Expectant mothers have a lot to think about, from what kind of crib to buy to whether to use cloth or disposable diapers. With so much on their minds, more and more moms are turning to baby planners to help them prepare for baby’s arrival. The Los Angeles Times reports that baby planners, also called baby concierges or maternity consultants, are doing booming business.
Baby planners help parents weed through the options for everything from what kind of delivery to have to how to breastfeed. They also handle the myriad details involved with baby’s arrival, such as registering for gifts, preparing birth announcements and setting up the nursery. In addition to working one-on-one with clients, many baby planners also offer courses to help moms get ready. Companies can charge from pricey custom hourly rates to more affordable “package” courses or assistance.
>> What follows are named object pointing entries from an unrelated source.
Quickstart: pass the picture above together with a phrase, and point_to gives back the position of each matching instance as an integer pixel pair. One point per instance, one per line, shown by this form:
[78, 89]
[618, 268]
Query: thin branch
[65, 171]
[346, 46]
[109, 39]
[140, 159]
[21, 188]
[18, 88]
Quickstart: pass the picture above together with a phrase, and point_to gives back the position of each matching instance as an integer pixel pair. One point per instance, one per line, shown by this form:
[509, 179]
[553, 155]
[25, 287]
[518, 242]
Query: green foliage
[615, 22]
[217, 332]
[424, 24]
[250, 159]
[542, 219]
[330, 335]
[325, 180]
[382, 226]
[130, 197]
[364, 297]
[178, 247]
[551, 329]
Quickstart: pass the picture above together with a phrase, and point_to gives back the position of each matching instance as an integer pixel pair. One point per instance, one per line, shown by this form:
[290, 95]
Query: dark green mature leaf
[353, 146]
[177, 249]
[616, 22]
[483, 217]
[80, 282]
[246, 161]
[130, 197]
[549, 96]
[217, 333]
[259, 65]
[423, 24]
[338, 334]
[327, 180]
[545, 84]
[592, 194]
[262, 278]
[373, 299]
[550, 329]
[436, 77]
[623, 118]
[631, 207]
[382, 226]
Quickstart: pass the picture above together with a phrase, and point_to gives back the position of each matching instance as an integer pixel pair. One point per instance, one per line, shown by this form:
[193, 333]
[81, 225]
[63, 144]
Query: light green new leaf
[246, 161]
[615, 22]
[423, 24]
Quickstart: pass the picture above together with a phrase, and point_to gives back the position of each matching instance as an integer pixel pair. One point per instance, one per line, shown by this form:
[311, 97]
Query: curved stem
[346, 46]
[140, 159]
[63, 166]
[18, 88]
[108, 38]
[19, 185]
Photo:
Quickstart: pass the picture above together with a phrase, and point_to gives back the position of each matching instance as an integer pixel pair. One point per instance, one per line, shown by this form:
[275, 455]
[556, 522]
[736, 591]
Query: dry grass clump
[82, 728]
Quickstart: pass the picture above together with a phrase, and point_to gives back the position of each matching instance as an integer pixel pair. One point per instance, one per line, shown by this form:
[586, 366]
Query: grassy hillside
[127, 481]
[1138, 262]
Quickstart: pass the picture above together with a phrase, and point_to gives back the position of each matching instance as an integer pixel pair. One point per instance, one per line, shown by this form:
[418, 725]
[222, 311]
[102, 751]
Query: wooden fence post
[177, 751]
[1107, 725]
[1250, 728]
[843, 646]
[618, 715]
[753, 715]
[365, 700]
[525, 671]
Bravo’s cable show “Pregnant in Heels,” which follows a maternity concierge named Rosie Pope, has popularized the baby planner concept. The fact that more moms today live far away from families is helping drive the concept, as are several other factors. Competition among parents to give their kids the best of everything starting at birth, older moms who have successful careers and the money to pay a planner to handle the research, and adoptive parents who may get last-minute notice that a baby is available without the usual nine months to prepare for an infant’s arrival are all hot markets for baby planners’ services.
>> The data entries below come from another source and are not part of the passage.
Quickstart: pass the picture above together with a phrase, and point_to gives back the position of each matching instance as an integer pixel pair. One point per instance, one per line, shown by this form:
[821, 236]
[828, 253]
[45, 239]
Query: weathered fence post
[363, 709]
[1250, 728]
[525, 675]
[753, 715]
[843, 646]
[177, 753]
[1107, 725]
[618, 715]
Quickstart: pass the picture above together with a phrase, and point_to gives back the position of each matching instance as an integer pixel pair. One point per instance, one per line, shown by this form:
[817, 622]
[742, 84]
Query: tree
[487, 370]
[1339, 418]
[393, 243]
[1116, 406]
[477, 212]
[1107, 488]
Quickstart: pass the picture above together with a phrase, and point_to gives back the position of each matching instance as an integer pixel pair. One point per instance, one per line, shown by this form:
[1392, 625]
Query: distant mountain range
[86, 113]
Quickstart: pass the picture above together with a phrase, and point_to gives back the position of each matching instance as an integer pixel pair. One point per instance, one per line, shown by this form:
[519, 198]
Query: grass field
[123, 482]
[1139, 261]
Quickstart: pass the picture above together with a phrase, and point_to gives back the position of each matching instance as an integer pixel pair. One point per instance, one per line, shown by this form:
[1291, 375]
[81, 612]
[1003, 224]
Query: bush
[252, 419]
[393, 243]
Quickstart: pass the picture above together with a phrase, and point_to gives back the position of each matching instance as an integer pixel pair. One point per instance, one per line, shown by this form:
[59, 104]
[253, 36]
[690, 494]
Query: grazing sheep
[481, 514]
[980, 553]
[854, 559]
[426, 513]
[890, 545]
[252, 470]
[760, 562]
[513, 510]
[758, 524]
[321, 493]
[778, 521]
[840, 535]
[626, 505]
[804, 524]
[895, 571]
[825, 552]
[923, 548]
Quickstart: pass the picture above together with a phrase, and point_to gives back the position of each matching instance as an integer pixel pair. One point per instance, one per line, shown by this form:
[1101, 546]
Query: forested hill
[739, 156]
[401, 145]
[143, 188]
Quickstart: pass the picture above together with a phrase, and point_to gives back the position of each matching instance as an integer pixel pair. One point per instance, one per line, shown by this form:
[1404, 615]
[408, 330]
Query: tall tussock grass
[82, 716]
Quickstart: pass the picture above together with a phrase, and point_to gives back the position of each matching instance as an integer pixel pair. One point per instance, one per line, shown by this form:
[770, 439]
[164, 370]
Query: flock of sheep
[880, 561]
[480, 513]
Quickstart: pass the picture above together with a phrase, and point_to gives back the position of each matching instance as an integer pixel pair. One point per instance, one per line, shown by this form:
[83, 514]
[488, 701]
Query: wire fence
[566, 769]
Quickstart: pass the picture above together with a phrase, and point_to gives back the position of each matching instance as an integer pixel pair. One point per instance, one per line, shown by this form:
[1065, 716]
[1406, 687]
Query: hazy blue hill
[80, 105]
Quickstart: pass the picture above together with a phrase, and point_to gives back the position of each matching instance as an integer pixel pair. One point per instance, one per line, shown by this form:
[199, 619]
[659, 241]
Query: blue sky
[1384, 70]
International Baby Planner Association and International Maternity Institute are just two organizations that have sprung up to help planners learn the ropes. Baby planning businesses aren’t suited for every part of the country, of course. They’re most likely to thrive in upscale areas where parents with disposable income abound. But since this industry is still in its infancy, if you find the right location, there’s plenty of room for growth.